L’introspezione più pura che scava di strato in strato nella meccanica dell’essere, per poi giungere al nucleo incandescente dell’Es sviscera i rapporti io-tutto e uomo-natura-società-macchina.
Le scene trasmigrano in ambienti surreali di corpi trasformati, possibili scenari di mondi nel quale crea
alleanze e si mescola con altre specie, generando esseri disobbedienti alle forme convenzionali,
metamorfici e plurimi. Esattamente come nelle favole della Carrington.
«Se gli eventi degli ultimi mesi hanno dato forma a un mondo lacerato e diviso, la mostra Il Latte dei Sogni prova a immaginare altre forme di coesistenza e trasformazione. Per questo, a dispetto del clima in
cui è nata, aspira a essere una mostra ottimista, che celebra l’arte e la sua capacità di creare cosmologie alternative e nuove condizioni di esistenza. La mostra guarda alle artiste e artisti non come coloro che ci rivelano chi siamo, ma piuttosto come coloro che sanno assorbire le inquietudini e le preoccupazioni di questi tempi per mostrarci chi e che cosa possiamo diventare.»

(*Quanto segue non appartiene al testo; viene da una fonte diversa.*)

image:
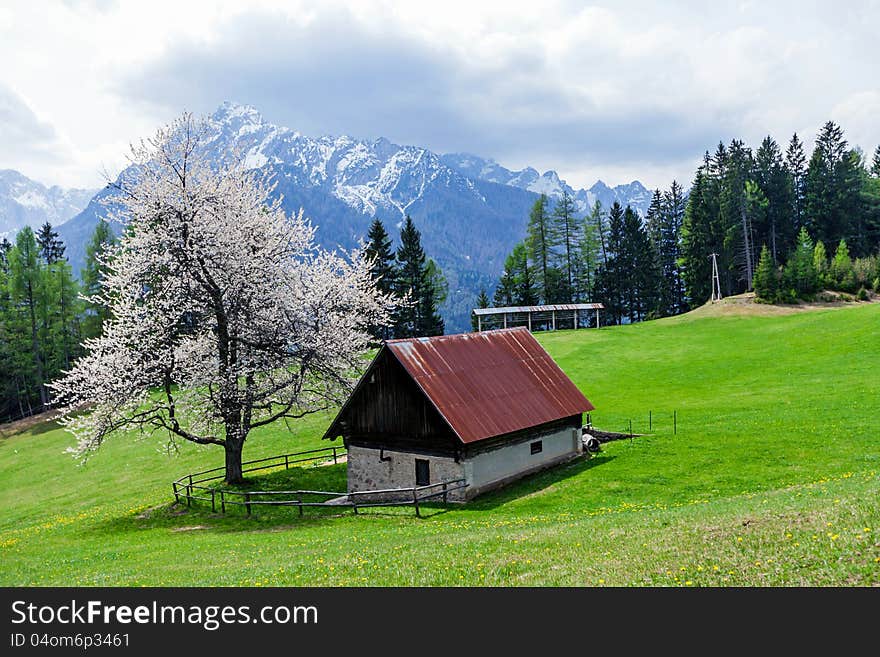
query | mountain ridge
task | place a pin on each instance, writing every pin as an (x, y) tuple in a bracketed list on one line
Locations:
[(469, 223), (27, 202)]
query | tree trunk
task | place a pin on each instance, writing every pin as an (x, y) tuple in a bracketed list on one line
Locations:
[(233, 461)]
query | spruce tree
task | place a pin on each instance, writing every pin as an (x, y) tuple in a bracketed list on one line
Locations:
[(93, 274), (418, 317), (541, 242), (482, 302), (795, 165), (28, 291), (820, 263), (778, 229), (383, 270), (587, 260), (565, 227), (841, 270), (766, 283), (739, 240), (50, 246), (612, 274), (831, 187), (800, 272)]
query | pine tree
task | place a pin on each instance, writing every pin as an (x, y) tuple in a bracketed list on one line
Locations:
[(639, 273), (8, 389), (663, 224), (800, 272), (482, 302), (697, 243), (51, 247), (820, 263), (739, 241), (517, 284), (777, 229), (93, 274), (505, 291), (383, 270), (766, 282), (587, 260), (540, 243), (565, 227), (435, 293), (611, 279), (831, 187), (28, 290), (795, 165), (419, 317), (841, 270)]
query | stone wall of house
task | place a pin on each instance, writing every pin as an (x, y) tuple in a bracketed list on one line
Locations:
[(497, 467), (373, 469)]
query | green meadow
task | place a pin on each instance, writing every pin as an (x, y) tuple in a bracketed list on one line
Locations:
[(771, 478)]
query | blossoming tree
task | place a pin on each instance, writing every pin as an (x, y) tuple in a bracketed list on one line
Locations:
[(224, 314)]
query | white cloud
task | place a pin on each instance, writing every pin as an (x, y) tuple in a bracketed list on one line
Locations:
[(622, 91)]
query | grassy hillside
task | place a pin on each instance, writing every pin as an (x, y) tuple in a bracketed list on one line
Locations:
[(773, 478)]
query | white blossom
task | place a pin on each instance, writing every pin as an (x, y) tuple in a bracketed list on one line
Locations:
[(225, 315)]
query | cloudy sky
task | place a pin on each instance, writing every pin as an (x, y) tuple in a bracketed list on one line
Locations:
[(617, 91)]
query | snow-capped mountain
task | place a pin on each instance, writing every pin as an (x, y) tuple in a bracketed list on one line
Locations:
[(470, 216), (25, 202), (634, 194)]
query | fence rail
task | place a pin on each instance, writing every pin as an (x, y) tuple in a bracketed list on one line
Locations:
[(189, 488)]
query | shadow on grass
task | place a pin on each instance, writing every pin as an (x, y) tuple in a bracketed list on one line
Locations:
[(34, 426), (535, 483), (177, 517)]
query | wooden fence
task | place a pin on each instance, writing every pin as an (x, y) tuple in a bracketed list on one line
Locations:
[(191, 488)]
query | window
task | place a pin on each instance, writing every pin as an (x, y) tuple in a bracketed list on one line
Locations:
[(423, 472)]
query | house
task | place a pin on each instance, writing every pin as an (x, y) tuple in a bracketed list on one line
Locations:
[(486, 408)]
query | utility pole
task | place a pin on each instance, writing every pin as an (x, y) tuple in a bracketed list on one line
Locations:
[(716, 281)]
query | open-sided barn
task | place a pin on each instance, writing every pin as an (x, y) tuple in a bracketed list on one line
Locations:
[(486, 408)]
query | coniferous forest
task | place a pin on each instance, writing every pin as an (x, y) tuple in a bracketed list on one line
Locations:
[(44, 314), (779, 223)]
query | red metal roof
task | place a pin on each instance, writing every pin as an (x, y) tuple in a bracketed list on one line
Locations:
[(490, 383)]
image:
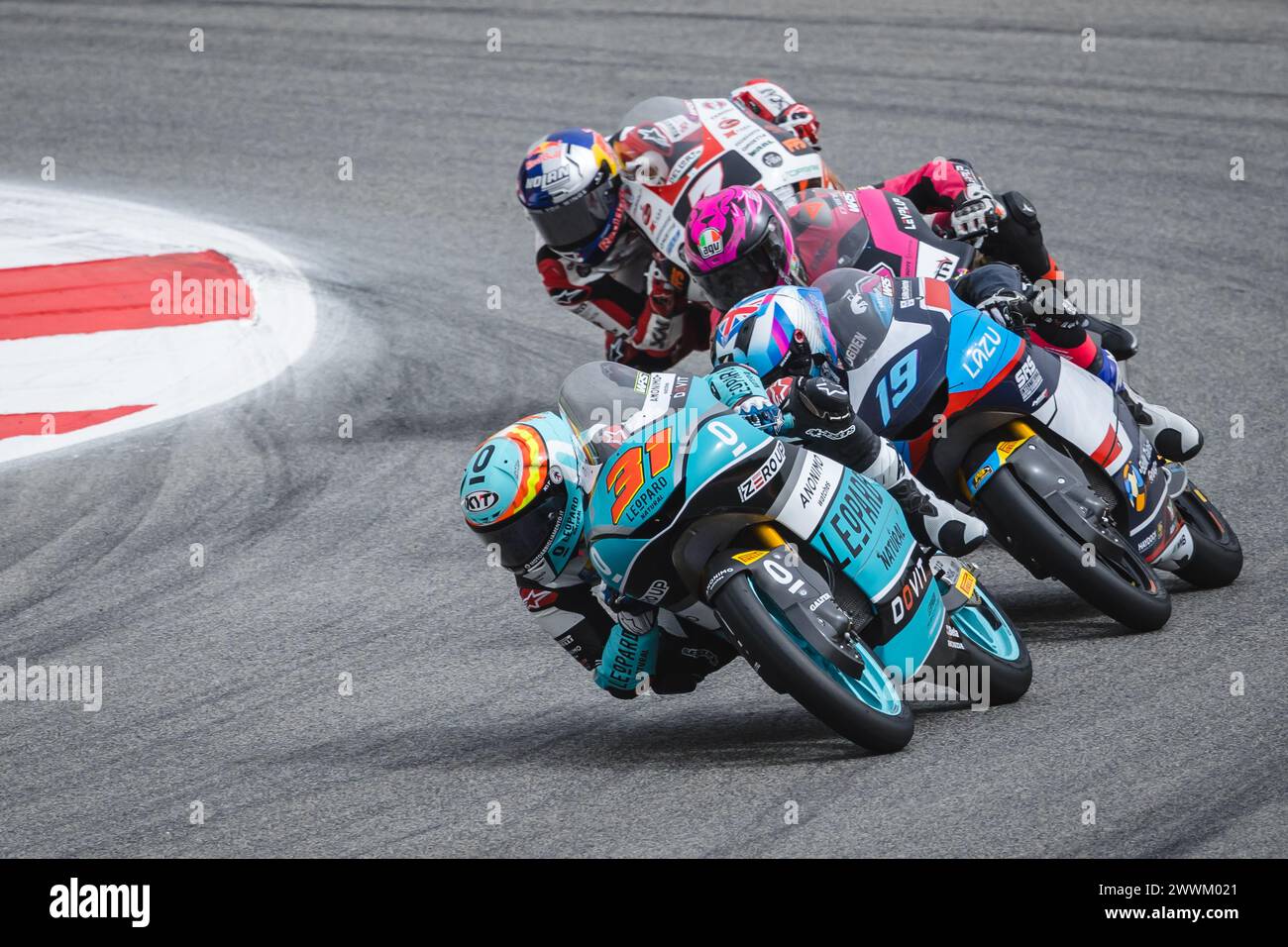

Una Biennale che, tra empirismo e astrazione, vuole portare l’osservatore a esplorare l’arcano del proprio mondo con scenari alternativi, offrendoci di fatto un ponte comunicativo che una volta superato varrà come punto di partenza per una conoscenza immersiva di noi stessi e del tutto, un punto di connessione tra artista e fruitore, che si tiene lontano dai moralismi comuni, ma pone un percorso concreto e meditativo dal sapore rivelatorio.